White Balance (WB) may sound intimidating if you are a true beginner, we get that. But it is one photography basic that you should learn about to understand how light works on your photos. Ever wonder why some photos look blue while others look yellow and want to know how to fix it?
Your phone is probably set to automatic white balance (AWB) and that’s probably fine for most of your shots. But what if you could better control the tint in your photos and get exactly what you aim for. Sometimes the photo you take will be bluer or yellower than what your eyes see. Why does the white flower you photographed have a blue tint in your photos? The camera phone is doing its best to be as accurate as it can, but it’s not perfect.
Let’s take a look at color temperature, light sources, and different conditions that affect white balance. Also, read on to learn how to adjust the WB features on your phone and how to use an editing app to adjust WB to get bright whites.
Let’s Talk Color Temperature
All light sources have different color temperatures. These sources are measured in Kelvin (K) units and the higher the Kelvin number the bluer the photo will look - which means that a low Kelvin number will produce more yellow/orange photos.
Here’s a list of light sources and their Kelvin temperature readings.

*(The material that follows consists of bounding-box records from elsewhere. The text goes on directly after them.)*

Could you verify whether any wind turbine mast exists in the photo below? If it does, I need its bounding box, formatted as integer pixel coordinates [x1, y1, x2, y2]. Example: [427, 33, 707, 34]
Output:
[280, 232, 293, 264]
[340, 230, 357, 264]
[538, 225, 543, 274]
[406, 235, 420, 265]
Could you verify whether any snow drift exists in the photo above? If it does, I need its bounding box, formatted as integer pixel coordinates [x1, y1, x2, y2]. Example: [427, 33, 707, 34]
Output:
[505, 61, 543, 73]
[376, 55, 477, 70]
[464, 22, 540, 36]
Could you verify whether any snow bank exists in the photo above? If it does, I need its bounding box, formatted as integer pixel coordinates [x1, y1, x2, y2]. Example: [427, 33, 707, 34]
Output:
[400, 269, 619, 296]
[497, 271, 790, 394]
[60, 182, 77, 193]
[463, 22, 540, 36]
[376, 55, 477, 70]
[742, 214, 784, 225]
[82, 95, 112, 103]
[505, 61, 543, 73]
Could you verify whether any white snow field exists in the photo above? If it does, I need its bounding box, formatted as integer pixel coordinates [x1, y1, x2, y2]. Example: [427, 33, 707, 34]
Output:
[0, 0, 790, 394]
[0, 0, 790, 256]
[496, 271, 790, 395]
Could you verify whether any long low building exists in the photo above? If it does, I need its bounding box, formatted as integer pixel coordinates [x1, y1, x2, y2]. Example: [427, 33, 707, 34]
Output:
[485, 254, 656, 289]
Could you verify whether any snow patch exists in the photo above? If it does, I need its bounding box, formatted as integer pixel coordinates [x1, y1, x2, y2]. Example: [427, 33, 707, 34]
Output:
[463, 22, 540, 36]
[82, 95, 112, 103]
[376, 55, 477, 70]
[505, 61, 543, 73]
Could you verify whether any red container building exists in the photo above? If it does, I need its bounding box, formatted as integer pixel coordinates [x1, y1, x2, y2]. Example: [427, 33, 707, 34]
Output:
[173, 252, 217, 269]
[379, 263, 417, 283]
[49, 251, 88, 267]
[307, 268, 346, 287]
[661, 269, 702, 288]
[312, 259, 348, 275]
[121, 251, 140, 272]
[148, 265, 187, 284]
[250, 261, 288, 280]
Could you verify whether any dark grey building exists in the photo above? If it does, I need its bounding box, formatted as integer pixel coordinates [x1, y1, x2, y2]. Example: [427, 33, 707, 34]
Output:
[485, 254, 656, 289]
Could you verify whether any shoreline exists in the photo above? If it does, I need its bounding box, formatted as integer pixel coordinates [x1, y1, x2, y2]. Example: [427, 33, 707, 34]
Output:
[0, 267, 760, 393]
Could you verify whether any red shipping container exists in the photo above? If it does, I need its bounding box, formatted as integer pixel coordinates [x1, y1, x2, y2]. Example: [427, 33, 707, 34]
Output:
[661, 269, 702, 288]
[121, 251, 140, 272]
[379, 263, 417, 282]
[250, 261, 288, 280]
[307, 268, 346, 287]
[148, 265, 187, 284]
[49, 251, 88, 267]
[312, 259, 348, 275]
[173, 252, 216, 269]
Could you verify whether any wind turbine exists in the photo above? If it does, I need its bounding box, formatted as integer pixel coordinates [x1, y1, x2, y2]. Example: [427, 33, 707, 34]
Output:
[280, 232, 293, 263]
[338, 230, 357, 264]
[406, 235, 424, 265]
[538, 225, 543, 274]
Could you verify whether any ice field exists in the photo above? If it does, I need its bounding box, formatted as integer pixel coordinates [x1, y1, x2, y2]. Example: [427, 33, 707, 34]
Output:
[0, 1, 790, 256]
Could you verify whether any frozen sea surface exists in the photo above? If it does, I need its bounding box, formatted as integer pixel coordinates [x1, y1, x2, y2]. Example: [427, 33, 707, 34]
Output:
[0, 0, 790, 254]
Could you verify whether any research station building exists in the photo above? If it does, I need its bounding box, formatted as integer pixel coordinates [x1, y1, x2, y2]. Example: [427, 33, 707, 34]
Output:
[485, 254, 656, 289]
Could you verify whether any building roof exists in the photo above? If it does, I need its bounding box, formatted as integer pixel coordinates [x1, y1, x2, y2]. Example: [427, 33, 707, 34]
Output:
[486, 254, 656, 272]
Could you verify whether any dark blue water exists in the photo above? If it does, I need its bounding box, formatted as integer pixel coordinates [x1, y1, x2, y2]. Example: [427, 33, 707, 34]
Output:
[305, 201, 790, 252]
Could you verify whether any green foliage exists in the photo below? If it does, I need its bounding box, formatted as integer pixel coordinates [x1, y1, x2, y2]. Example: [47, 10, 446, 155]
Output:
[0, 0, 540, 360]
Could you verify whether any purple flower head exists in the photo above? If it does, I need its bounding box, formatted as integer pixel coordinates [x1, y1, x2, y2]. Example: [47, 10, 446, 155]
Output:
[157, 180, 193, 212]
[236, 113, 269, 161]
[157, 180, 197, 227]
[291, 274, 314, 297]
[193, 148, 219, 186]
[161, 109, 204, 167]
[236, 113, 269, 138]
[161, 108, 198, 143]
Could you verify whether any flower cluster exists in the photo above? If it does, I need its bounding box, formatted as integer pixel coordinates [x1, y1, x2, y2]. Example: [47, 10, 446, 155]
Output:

- Candlelight 1000K - 2000K
- Inside House Lighting 2500K - 3500K
- Sunrise & Sunset 3000K - 4000K
- Regular Sunlight (and Flash) 5000K - 6000K
- Midday Clear Day Bright Sunlight 6000K - 6500K
- Cloudy Day (Shade) 6500K - 8000K
- Very Cloudy Day (overcast) 9000K - 10000K
Why Do Camera Phones Need White Balance
Our eyes see white no matter where we are and no matter what conditions we are in. The white flower from outside will look white inside as well. Our cameras do their best to detect color temperatures and try to adjust to compensate, but they aren’t as good as a human eye. When your setting is at Auto White Balance, the camera will add more blue or more yellow depending on where and when you are taking the photo. The goal is to keep whites as white as possible.
White Balance Smartphone Presets
Your phone may already come with manual mode and preset features and if it doesn’t you may need to download a 3rd party app to access extra manual features. Some are specific to Androids and others are designed for iPhones.
Phone brands and camera apps may vary in the way they display their features, but most will offer access to these WB presets.
Your camera phone is probably set to AWB. On most occasions, AWB does a pretty good job of figuring out colors and compensation to offer a well-balanced photo with accurate colors.
When you are in challenging conditions or if you want to get more creative you will want to explore more WB options.
This preset is good when taking photos indoors. The camera fixes the Kelvin to approximately 3500K to accommodate light from tungsten light bulbs.
The sunny preset is the temperature setting that is perfect for clear midday photos.
On a completely overcast day, the Shade preset will warm up your photo and minimize the blue tint that naturally happens during this lighting context.
The cloudy preset is good when you are shooting on a cloudy day, but not completely overcast. This preset will add some warmth to your photo to make it look more natural.
The fluorescent preset will slightly warm up your photo to override the blue tones that tend to happen with this type of lighting.
Most phones and camera apps will offer a slider to customize WB. Notice the color changes when sliding from right to left.
All these presets (except the custom) will do their best to accommodate the lighting conditions in a pre-programmed way.
Tip: We suggest you play around with the presets to notice the color changes that happen in each preset. You’ll quickly get the hang of it and figure out what is good for different situations. Even if you choose to shoot in AWB it’s good to have the knowledge and understanding of how light affects colors in your photos.
How to Adjust White Balance
Shoot in RAW format if you want the option to adjust WB. When you shoot in JPG, the phone makes automatic adjustments and compresses the photo and then deletes some information. A RAW photo will have all the information that you need to access during editing. This makes it easier to adjust WB and other components of your photo.
From Your Camera Phone While You Shoot
Adjust using a preset mentioned above or a custom WB setting before taking your photo.
With a Photo Editing App
A photo editing app like Snapseed will let you manually adjust the WB of your photos. Most offer an eyedropper feature where you can slide to the whitest part on your photo and the warmth goes up or down automatically.